Direct observation of solar wind proton heating from in situ plasma measurements

Abstract

Aims. We determine the perpendicular and parallel proton heating rate in the solar wind, which is one of the primary goals of the Parker Solar Probe mission. Methods. To estimate the perpendicular and parallel proton heating rates from direct particle measurements by the SPAN electrostatic analyzers, the strong correlation between the proton temperature and the solar wind speed must be removed.
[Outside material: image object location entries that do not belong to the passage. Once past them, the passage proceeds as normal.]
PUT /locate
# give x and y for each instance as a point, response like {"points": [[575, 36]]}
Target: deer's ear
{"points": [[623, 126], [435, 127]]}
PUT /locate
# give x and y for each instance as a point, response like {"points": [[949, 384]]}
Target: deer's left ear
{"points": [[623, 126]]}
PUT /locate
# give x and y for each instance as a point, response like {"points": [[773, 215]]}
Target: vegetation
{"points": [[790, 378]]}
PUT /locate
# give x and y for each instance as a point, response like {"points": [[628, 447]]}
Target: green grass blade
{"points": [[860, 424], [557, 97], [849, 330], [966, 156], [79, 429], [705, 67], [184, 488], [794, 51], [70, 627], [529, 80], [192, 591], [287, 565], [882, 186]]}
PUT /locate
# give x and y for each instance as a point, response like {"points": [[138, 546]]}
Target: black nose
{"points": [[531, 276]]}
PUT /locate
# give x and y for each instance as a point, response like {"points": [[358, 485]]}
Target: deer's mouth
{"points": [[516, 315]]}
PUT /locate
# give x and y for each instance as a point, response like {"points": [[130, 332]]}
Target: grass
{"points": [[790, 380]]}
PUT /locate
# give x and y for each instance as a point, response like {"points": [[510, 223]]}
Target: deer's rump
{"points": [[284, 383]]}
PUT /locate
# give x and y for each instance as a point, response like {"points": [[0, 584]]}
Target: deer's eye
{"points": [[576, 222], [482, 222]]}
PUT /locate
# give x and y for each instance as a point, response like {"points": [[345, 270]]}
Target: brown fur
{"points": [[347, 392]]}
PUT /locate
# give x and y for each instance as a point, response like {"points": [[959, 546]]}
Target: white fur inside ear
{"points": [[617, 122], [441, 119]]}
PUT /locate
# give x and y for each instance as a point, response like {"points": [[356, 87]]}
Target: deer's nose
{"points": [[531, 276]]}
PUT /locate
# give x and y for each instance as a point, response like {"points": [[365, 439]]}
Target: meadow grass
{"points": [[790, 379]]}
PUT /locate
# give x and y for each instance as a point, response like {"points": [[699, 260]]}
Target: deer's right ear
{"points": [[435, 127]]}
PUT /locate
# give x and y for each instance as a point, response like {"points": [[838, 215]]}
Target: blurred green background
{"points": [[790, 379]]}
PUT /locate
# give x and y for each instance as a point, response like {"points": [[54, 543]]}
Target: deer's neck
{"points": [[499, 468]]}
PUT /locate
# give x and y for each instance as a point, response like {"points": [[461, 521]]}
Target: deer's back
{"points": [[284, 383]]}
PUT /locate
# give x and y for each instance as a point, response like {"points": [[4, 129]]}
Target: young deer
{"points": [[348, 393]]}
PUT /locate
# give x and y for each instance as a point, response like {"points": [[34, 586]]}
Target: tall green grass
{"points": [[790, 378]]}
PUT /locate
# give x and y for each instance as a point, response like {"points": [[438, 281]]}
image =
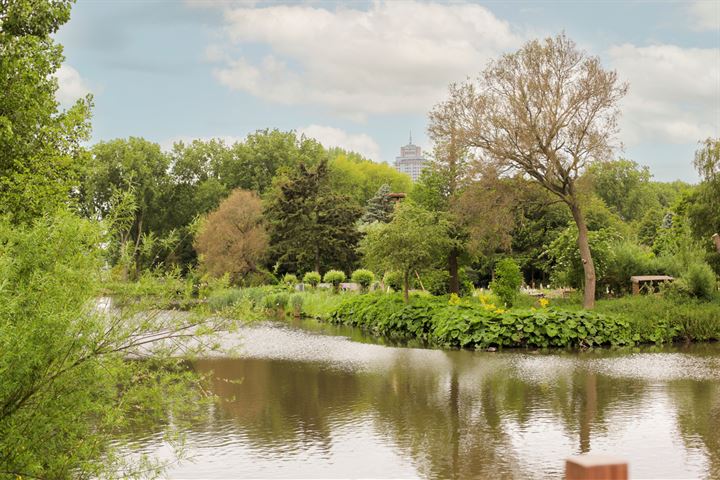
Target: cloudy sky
{"points": [[362, 75]]}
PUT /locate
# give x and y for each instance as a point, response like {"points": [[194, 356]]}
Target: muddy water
{"points": [[313, 401]]}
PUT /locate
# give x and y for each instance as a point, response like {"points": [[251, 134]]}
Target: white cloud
{"points": [[705, 14], [71, 86], [334, 137], [393, 57], [674, 94]]}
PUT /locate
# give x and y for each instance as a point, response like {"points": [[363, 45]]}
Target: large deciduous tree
{"points": [[415, 239], [233, 239], [547, 110], [136, 168], [311, 226], [39, 144]]}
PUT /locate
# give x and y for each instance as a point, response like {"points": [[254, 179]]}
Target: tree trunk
{"points": [[453, 270], [317, 259], [585, 255], [406, 286]]}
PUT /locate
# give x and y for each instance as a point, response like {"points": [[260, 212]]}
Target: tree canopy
{"points": [[548, 111]]}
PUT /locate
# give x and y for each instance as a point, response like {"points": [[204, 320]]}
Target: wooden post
{"points": [[595, 467]]}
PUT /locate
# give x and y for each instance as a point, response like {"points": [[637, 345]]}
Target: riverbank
{"points": [[473, 323], [450, 322]]}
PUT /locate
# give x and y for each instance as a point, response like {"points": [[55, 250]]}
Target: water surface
{"points": [[310, 400]]}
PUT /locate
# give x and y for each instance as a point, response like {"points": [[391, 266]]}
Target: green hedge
{"points": [[470, 324]]}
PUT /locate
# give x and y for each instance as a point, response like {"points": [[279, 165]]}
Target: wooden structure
{"points": [[595, 467], [638, 279]]}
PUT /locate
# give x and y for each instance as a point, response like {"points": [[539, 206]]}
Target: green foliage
{"points": [[380, 207], [66, 387], [563, 254], [624, 186], [413, 240], [360, 179], [297, 301], [312, 279], [698, 281], [363, 277], [437, 282], [41, 156], [507, 281], [393, 280], [628, 259], [336, 277], [439, 322], [310, 224]]}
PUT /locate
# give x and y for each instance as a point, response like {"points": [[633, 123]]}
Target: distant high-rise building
{"points": [[410, 160]]}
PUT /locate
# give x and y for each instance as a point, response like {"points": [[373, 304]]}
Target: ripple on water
{"points": [[278, 342], [659, 367]]}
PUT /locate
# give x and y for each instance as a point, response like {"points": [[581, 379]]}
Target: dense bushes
{"points": [[507, 281], [312, 279], [471, 324], [335, 277], [363, 277]]}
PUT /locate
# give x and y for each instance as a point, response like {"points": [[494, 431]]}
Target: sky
{"points": [[363, 75]]}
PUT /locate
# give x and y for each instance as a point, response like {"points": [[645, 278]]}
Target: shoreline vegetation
{"points": [[476, 321]]}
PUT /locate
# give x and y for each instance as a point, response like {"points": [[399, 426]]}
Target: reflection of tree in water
{"points": [[453, 413], [286, 404], [698, 417]]}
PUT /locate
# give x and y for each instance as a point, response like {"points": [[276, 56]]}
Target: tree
{"points": [[380, 207], [310, 225], [624, 187], [360, 178], [548, 111], [439, 188], [706, 200], [232, 239], [66, 386], [40, 151], [413, 240], [138, 168]]}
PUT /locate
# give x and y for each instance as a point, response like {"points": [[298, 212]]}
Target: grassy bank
{"points": [[471, 322], [475, 323]]}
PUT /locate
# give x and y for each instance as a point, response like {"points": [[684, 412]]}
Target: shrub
{"points": [[297, 302], [363, 277], [699, 278], [508, 279], [290, 280], [336, 277], [259, 278], [312, 279], [464, 324], [628, 259], [393, 280], [233, 238]]}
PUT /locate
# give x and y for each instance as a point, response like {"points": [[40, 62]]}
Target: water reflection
{"points": [[304, 404]]}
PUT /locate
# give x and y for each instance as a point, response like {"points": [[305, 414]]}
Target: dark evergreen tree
{"points": [[311, 227], [379, 207]]}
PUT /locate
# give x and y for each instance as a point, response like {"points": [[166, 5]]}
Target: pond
{"points": [[308, 400]]}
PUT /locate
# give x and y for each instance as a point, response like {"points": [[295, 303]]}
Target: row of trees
{"points": [[522, 167]]}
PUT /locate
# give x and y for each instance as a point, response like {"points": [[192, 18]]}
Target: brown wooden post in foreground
{"points": [[595, 467]]}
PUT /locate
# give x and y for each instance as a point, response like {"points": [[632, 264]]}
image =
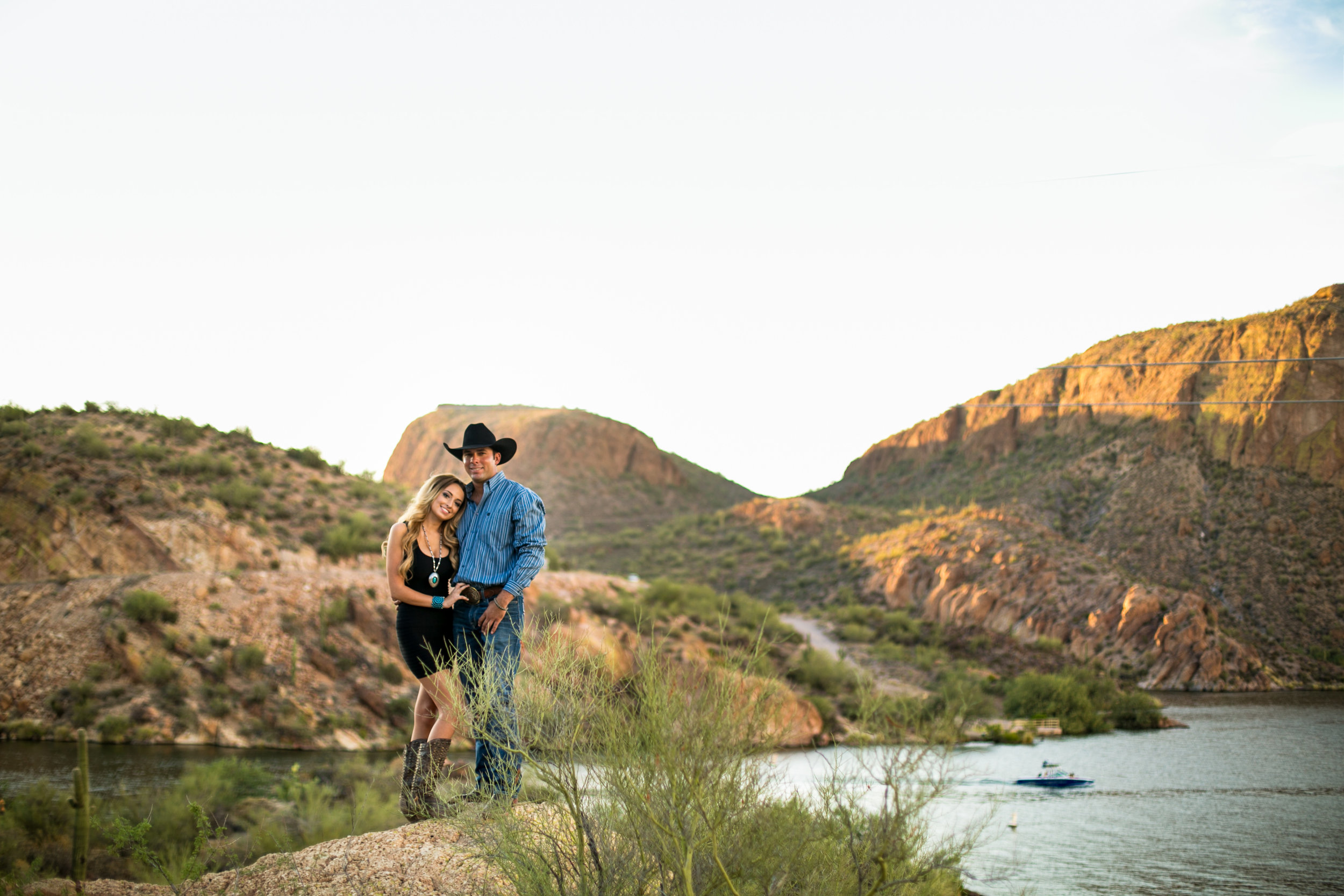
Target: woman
{"points": [[423, 555]]}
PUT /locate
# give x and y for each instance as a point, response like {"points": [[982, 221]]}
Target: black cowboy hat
{"points": [[480, 436]]}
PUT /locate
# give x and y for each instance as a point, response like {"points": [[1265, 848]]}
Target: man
{"points": [[503, 546]]}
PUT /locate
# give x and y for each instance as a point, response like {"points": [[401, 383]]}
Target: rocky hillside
{"points": [[270, 658], [597, 476], [1227, 513], [121, 492], [1305, 440]]}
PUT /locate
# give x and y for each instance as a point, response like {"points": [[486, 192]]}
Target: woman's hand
{"points": [[455, 594]]}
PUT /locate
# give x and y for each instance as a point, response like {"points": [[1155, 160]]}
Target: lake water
{"points": [[1248, 800]]}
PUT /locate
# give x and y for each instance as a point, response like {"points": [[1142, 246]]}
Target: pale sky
{"points": [[765, 234]]}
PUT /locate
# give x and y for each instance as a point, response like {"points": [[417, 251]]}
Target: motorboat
{"points": [[1050, 776]]}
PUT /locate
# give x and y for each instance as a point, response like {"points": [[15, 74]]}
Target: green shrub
{"points": [[25, 730], [84, 714], [113, 728], [160, 671], [337, 612], [87, 442], [148, 451], [1066, 698], [148, 606], [237, 494], [355, 534], [1136, 711], [249, 657], [181, 429], [201, 467], [855, 632], [308, 457]]}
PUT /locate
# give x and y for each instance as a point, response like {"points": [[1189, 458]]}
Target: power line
{"points": [[1283, 401], [1248, 361]]}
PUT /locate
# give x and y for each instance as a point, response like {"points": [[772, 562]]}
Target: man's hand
{"points": [[494, 615]]}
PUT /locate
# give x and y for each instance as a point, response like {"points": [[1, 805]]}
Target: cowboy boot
{"points": [[408, 802], [439, 757], [423, 789]]}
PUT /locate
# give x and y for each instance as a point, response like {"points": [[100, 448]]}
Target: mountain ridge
{"points": [[596, 475]]}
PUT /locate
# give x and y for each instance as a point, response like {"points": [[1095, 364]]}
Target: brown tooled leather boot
{"points": [[424, 789], [406, 805]]}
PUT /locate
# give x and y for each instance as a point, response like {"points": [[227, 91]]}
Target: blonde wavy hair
{"points": [[414, 518]]}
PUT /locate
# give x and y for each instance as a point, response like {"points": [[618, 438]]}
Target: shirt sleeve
{"points": [[528, 542]]}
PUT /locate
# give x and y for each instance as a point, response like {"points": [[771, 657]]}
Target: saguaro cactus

This speed dependence is removed by normalization factors that convert the instantaneous temperature to the value it would have if the solar wind speed were 400 km s−1. One-hour and five-hour averages of the normalized perpendicular and parallel temperatures, measured on orbits 6–9, between 20 and 160 solar radii, are compared to the radial dependence they would have if there were no heating. Results. For the first time, perpendicular proton heating has been measured between 20 and 160 solar radii while there is neither heating nor cooling of the parallel protons below 70 solar radii. The extrapolated proton perpendicular temperature at one AU in a 400 km s−1 solar wind is 25 eV, which compares well with several earlier measurements. This result attests to the quality of the temperature measurements made by the particle detectors on the Parker Solar Probe. The heating rates, in ergs cm−3 s−1, that produced the observed perpendicular temperature are 6e−12 at 20 solar radii, 1e−13 at 50 solar radii, and 5e−14 at 160 solar radii.